Abstract
Distal femoral varus osteotomy is a well-established procedure for the treatment of lateral compartment cartilage lesions and degenerative disease, correcting limb alignment and decreasing the progression of the pathology. Surgical techniques can be performed with a lateral opening-wedge or medial closing-wedge correction of the deformity. Fixation methods for lateral opening-wedge osteotomies are widely available, and there are various types of implants that can be used for fixation. However, there are currently only a few options of implants for fixation of a medial closing-wedge osteotomy on the market. This report describes a medial, supracondylar, V-shaped, closing-wedge distal femoral osteotomy using a locked anterolateral proximal tibial locking plate that fits anatomically to the medial side of the distal femur. This is a great option as a stable implant for a medial closing-wedge distal femoral osteotomy.

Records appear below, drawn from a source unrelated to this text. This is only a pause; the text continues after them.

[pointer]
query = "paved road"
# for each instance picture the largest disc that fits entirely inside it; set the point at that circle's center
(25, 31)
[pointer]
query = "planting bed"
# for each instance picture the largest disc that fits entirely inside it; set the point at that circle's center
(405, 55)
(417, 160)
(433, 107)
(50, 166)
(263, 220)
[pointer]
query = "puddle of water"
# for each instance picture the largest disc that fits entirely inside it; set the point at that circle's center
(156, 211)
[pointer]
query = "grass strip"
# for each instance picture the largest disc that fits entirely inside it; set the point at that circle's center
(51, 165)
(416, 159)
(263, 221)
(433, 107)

Osteotomies around the knee were commonly used for the treatment of unicompartmental arthritis in the early 1970s and 1980s1, 2, 3; however, as arthroplasties became popular and showed good long-term results, the number of osteotomies for the treatment of knee arthritis decreased over the next few decades in the United States. They are still frequently performed in Europe, Asia, and South America.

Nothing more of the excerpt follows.